Speed read: Jonathan Fisher QC analyses the suspicious reporting regime and the inundation of the National Crime Agency with reports which are often of little use in the anti-money laundering effort. Jonathan Fisher QC expounds two key reforms – raising the threshold for suspicion to report and widening the scope for ring-fencing monies derived from criminal conduct.

When the next Criminal Justice Bill is introduced into the new Parliament, a scythe needs to be taken to Part 7 of the Proceeds of Crime Act 2002 which governs the anti-money laundering suspicious activity reporting regime.

A few weeks ago, the National Crime Agency reported that it received a record number of 478,437 suspicious activity reports (SARs) last year. This is disproportionate to reporting levels in other European countries. According to Europol, the NCA received 47 SARs per €1 billion of assets in 2017, a rate 6 times higher than that of France and Germany.

Are businessmen in the UK pathologically more prone to criminal behaviour than the French or the Germans? Surely not.

What is more, as the Law Commission confirmed in its recent report on money laundering (June 2019, No. 384), there is real concern that many SARs are low quality in terms of criminal intelligence.

Amongst the list of reforms which need to be made, there are two which stand out.

The first relates to the threshold for making a SAR. A person must make a disclosure when he or she knows or suspects, or has reasonable grounds to suspect, that the benefit of criminal conduct is being handled. ‘Suspicion’ is the key word. The appellate courts have said that a person is suspicious when he or she recognises that the possible existence of criminal property is more than fanciful. But what does fanciful mean? The dictionary suggests it is something which is over-imaginative and unrealistic. On any view, suspicion has a low threshold.

With the threat of imprisonment for failure to report, it is no surprise the professional and business sectors have erred on the side of caution and submitted SARs where evidence of suspicion is thin, and the quality of criminal intelligence is low.

The Law Commission recommends the issuance of guidance to clarify what is meant by suspicion, but it has shied away from suggesting the inclusion of a statutory definition. This is a mistake. The failure to define the meaning of suspicion precipitates an enormous degree of elasticity in the application of the criminal offences. In consideration of their role as unpaid and compelled informers, Parliament should offer the professional and business sectors some certainty.

There is a workable definition of suspicion in US law. This defines suspicion as (a) specific and articulable facts; (b) from which rational, specific and articulable inferences can be drawn; (c) which indicate the possibility that a state of affairs may exist; (d) accompanied by a realisation by a person that the state of affairs may exist. The second reform involves greater recognition of the scope for ring-fencing monies derived from criminal conduct.

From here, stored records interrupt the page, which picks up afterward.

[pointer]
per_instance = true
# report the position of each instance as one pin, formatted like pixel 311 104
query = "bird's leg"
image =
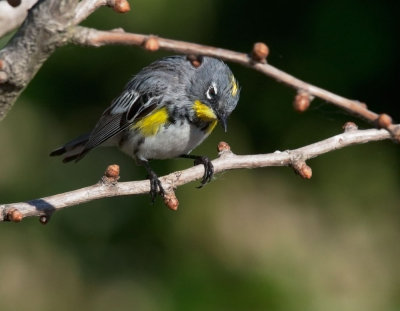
pixel 208 167
pixel 155 183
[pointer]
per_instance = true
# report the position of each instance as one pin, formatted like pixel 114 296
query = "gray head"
pixel 213 84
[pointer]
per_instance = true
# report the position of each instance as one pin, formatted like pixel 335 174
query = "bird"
pixel 165 111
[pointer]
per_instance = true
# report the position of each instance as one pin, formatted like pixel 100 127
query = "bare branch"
pixel 108 186
pixel 87 7
pixel 256 60
pixel 47 27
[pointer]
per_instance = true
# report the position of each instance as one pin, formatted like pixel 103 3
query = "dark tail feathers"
pixel 73 150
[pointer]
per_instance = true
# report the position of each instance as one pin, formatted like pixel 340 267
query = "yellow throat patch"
pixel 151 124
pixel 235 87
pixel 206 114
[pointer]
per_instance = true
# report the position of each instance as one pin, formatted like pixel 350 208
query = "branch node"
pixel 44 219
pixel 302 101
pixel 195 60
pixel 111 175
pixel 3 77
pixel 151 44
pixel 302 169
pixel 171 201
pixel 118 30
pixel 260 52
pixel 14 215
pixel 350 127
pixel 224 149
pixel 119 6
pixel 384 121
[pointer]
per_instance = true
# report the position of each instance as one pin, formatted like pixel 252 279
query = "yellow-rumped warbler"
pixel 165 111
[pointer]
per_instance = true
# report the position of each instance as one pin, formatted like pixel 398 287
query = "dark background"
pixel 259 239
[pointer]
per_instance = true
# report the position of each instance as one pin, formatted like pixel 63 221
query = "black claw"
pixel 208 170
pixel 208 167
pixel 155 184
pixel 155 187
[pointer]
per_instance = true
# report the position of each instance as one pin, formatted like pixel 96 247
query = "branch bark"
pixel 12 17
pixel 44 207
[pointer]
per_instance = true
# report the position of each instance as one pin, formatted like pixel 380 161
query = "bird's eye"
pixel 212 91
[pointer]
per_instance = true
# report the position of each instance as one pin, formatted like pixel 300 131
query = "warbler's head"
pixel 214 85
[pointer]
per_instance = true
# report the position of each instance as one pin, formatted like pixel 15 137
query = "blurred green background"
pixel 251 240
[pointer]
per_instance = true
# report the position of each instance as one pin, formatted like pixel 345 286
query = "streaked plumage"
pixel 165 111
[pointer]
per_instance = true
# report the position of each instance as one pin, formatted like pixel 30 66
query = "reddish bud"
pixel 112 171
pixel 171 201
pixel 44 219
pixel 223 147
pixel 3 77
pixel 260 52
pixel 350 126
pixel 14 3
pixel 195 60
pixel 302 169
pixel 302 101
pixel 121 6
pixel 384 120
pixel 111 175
pixel 14 215
pixel 151 44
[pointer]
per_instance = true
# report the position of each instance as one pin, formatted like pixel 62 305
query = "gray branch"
pixel 44 207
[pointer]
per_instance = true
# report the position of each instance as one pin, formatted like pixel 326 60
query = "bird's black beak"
pixel 224 123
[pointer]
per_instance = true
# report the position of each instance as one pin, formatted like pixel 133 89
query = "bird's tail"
pixel 73 150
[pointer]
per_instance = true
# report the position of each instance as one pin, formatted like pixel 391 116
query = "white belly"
pixel 170 142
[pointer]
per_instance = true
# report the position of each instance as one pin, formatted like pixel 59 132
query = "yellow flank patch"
pixel 234 86
pixel 150 124
pixel 211 126
pixel 203 112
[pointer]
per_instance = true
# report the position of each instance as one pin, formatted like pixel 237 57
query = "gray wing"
pixel 124 111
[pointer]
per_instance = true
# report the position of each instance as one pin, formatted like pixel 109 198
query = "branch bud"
pixel 384 120
pixel 223 147
pixel 260 52
pixel 171 201
pixel 302 169
pixel 44 219
pixel 14 215
pixel 14 3
pixel 3 77
pixel 111 175
pixel 121 6
pixel 151 44
pixel 195 60
pixel 302 101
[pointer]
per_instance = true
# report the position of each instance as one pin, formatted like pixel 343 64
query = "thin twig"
pixel 94 37
pixel 226 161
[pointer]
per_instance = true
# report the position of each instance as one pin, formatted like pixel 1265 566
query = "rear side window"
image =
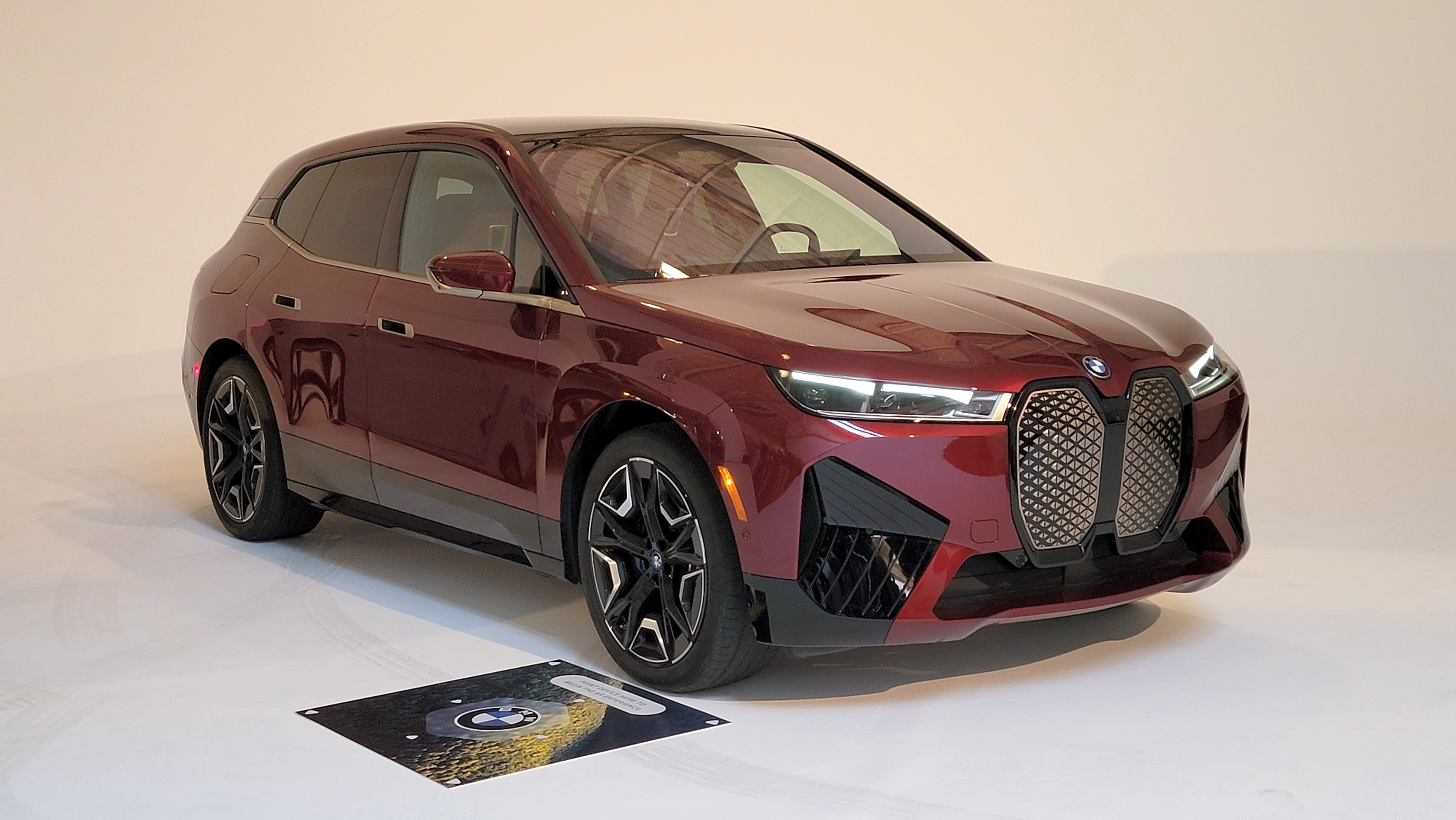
pixel 350 218
pixel 298 208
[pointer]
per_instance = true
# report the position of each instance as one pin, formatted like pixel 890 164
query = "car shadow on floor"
pixel 519 608
pixel 1024 649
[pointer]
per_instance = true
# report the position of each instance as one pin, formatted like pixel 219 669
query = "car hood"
pixel 956 324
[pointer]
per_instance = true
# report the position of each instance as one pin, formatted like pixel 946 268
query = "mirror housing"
pixel 472 273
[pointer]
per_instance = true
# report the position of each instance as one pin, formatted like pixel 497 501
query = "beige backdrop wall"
pixel 1285 171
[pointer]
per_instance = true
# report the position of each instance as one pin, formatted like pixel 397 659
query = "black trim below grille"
pixel 989 585
pixel 863 544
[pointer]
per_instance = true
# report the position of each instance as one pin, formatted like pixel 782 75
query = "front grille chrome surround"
pixel 1059 467
pixel 1152 457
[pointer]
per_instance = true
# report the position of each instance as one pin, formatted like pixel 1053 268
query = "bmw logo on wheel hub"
pixel 1096 368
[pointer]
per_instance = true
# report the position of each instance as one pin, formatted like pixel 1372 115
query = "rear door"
pixel 454 426
pixel 306 320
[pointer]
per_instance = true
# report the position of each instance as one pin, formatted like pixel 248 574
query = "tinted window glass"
pixel 304 199
pixel 672 206
pixel 350 218
pixel 461 203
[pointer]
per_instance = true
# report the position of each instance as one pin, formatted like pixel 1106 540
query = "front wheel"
pixel 660 566
pixel 244 460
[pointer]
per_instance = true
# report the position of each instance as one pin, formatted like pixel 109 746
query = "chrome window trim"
pixel 551 304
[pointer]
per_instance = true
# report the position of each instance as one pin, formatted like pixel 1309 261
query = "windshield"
pixel 678 206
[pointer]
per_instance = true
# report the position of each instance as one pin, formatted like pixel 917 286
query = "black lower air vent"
pixel 863 544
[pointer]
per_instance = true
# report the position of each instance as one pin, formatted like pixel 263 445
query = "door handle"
pixel 398 328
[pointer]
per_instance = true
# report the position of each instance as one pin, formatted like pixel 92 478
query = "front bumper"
pixel 976 572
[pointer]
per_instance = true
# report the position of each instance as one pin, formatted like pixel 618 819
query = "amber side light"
pixel 733 493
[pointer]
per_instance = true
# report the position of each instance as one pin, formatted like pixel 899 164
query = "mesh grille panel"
pixel 1059 467
pixel 1151 458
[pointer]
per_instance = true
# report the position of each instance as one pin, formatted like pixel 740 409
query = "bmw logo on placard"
pixel 499 719
pixel 1096 368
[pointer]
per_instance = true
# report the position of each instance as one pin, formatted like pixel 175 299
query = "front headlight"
pixel 838 397
pixel 1211 372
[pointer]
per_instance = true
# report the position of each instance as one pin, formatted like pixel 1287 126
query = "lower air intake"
pixel 863 544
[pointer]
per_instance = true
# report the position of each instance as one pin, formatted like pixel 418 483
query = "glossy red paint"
pixel 497 400
pixel 455 401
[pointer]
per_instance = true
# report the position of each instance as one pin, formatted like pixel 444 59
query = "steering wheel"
pixel 769 231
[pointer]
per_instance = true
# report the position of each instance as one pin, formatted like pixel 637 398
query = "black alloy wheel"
pixel 660 566
pixel 244 460
pixel 647 560
pixel 235 449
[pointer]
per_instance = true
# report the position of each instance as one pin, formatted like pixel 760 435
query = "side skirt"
pixel 432 531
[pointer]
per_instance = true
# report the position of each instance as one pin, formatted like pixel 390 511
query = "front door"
pixel 454 426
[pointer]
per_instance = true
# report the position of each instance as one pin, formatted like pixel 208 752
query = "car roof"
pixel 547 127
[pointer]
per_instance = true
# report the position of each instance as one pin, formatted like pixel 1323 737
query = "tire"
pixel 242 460
pixel 700 636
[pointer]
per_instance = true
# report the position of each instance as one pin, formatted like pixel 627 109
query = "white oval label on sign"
pixel 611 695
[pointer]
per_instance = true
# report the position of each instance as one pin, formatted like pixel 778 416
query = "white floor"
pixel 151 666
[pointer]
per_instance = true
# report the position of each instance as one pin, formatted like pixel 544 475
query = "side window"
pixel 461 203
pixel 350 218
pixel 301 203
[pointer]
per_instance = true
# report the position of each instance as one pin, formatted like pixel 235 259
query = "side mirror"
pixel 472 273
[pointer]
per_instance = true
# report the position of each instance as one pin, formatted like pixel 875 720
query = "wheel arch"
pixel 216 355
pixel 606 425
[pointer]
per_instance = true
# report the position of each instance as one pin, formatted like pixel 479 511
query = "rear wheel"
pixel 660 566
pixel 244 460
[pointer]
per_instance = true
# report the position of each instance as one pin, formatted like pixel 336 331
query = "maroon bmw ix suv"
pixel 740 391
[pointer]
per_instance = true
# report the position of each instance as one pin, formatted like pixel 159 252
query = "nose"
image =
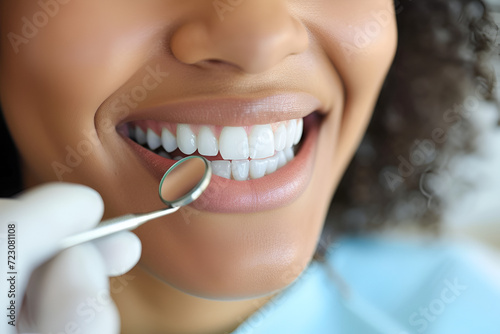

At present, for the purposes of the money laundering offences, criminal property is defined as a person’s benefit from criminal conduct or it represents such a benefit (in whole or part and whether directly or indirectly). The key words here are ‘[in] part’ and ‘indirectly’. This means that if monies flowing from a contract obtained after payment of a bribe are mixed with monies flowing from other contracts lawfully obtained, the total amount of money in the company’s bank account will be stigmatized as criminal property.

Suppose it is possible, with forensic accounting assistance, to calculate how much money in the mixed funds account represents the benefit of the illegally obtained contract, and how much money does not. Does the law permit the ring-fencing of the tainted funds, by removing the balance of the monies into a separate account?

A purist would say “no”. Technically, the act of separation itself constitutes the handling of criminal property, and in its ring-fenced form, the legitimately obtained money would now be stigmatized as representing criminal property. The concept of fungibility has a role to play here. Since money retained in a bank account is interchangeable for the purposes of withdrawal, the legitimately obtained part of the monies making up the total is indistinguishable from the illegitimately obtained part.

The outcome flies in the face of common sense. The fight against financial crime will not be assisted by informing the NCA about the existence of legitimately obtained monies.

The Law Commission has recommended a statutory amendment to permit ring-fencing of contaminated monies in a mixed fund, but only for those working in the banking sector.

This is a step in the right direction, and it would be sensible for the exemption from criminal liability to apply more widely. The exemption for ring-fencing should not be the preserve of a chosen few.